In an ominous note for mobile operators, the iPhone respondents credited their happy experience not to AT&T, the channel through which iPhone services were delivered in the U.S, but to Apple, the device maker.
The panel, whose title was It's the User Experience, Stupid agreed that iPhone represents a model for mobile operators to follow, but they reached little agreement on how to follow.
One direction, advocated by Lucia Predolin, international marketing and communications director for Buongirono S.p.A. of Milan, Italy, is to manipulate users by identifying their "need states" — including such compulsions as "killing time," and "making the most of it" — and fulfilling them subliminally.
Adobe's Murarka proposed a more technological approach to improving the user experience, satisfying the mobile phone subscriber through better interface design. Sarah Lipman, co-founder and R&D director for Power2B, suggested an almost mystical solution, somehow tapping into users' "neural networks" to navigate a mobile phone interface "using touch and pre-touch input."
The responses are almost laughable. The obvious answer that no one wants to articulate but statistically is being shoved in everyone's face is: customers want less carrier intervention, fewer "services" from carriers and easier access to Internet content. In fact, from a consumer standpoint, the carrier should be all but invisible. Of course, the panelists representing the phone industry don't want to bring this information home to their employers.
The trend in the marketplace has always had carriers trying to move up the value chain with additional service offerings. Very few have succeeded. One particular victory has been Danger/Tmobile's Sidekick.
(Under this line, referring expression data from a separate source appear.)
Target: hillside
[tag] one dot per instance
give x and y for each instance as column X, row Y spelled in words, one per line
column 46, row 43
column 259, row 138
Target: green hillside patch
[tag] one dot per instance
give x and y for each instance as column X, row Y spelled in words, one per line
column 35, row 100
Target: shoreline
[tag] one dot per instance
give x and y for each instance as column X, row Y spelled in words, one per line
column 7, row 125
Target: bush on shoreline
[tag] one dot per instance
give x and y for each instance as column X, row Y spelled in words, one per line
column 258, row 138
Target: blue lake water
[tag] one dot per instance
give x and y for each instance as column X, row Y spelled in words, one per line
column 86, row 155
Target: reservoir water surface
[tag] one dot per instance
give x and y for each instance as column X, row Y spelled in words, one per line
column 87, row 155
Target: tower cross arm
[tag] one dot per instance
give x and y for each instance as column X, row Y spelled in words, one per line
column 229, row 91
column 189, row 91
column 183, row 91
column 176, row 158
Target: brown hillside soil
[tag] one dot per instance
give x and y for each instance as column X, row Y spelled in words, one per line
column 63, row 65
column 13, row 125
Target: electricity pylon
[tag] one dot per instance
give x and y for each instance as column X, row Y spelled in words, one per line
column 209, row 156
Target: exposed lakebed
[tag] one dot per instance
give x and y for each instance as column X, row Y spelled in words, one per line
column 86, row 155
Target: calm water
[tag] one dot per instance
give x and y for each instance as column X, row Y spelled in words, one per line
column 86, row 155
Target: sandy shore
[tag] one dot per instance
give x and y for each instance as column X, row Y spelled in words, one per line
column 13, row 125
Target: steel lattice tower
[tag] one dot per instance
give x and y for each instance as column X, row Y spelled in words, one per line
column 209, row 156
However, most of these offerings tend to infururiate the customers rather than create value.
From personal experience, I can say that the number one reason for me leaving the Vodafone Nokia N95 was all of the "services" that Vodafone stuck on there. Vodafone Radio, TV, "enhanced" webpages, etc. None of them were at all useful, they all snuck money out of my pocket and they were all impossible to remove. I actually went through the steps of unlocking the Nokia N95 from Vodafone solely to remove its "services" but stayed on its network.
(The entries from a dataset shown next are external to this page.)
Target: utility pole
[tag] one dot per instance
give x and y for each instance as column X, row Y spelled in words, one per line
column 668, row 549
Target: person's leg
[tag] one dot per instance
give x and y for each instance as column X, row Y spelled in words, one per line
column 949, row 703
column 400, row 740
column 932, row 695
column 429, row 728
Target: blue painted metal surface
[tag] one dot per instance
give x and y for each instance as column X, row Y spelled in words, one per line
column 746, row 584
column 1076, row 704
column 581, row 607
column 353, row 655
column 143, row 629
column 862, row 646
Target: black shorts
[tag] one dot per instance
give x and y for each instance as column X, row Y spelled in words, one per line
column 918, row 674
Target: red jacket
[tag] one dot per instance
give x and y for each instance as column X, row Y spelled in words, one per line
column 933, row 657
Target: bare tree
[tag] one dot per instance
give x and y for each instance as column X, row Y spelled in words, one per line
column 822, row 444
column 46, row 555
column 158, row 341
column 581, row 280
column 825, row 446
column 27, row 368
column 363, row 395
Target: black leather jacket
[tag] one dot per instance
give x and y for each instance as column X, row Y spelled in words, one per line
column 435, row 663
This current model reminds me of AOL's in the late 1990's. Most people wanted AOL to get out of the way so they could just get on the Internet. AOL wanted to monetize its own content and tried to enforce a walled garden - but in the end, failed to do so. It is now mostly just an ISP like everyone else.
Panelists cautiously agreed that the current user experience — at least compared to the iPhone — is not very good. Predolin said that one problem is that many people are reluctant to tap the vast potential of mobile communications — especially the mobile Internet — because they fear the eventual cost. With so many telecom companies advertising heavily the cost of their services per minute, users hesitate to explore possibilities that might devour their precious minutes.
Predolin said that this deadline consciousness is so strong among mobile users that they even constrained their consumption of minutes in a Buongiorno-sponsored trial in which participants were given mobile phones free for a week. "Operators are putting together cost plans that people can't understand," said Predolin. "It is not just cost but the way you market your cost."
This translates to fewer plans, simplified billing, no hidden charges etc. When you sign up for an iPhone, you see AT&T a few times in the iTunes setup and then hopefully, you don't see them again until your monthly bill comes along. One price for unlimited data, no catches - except international roaming. Even international rate plans have been simplified somewhat.
This is exactly what I want. I don't have to think about data usage and I know exactly what my bill is going to look like at the end of every month.
Somehow, Apple convinced its telecom partners to get out of the way. It took over the experience and simplified it down to the basics. By removing the telecom from the equation, Apple increased the level of its customer satifaction.
The message that the telecommunications companies must take away from the success of the iPhone is that they should stay out of the user experience as much as possible. At the end of the day, the core competency of the wireless carriers is to deliver data (and voice) communications, efficiently, reliably and hopefully simply.
Everything else is just interference.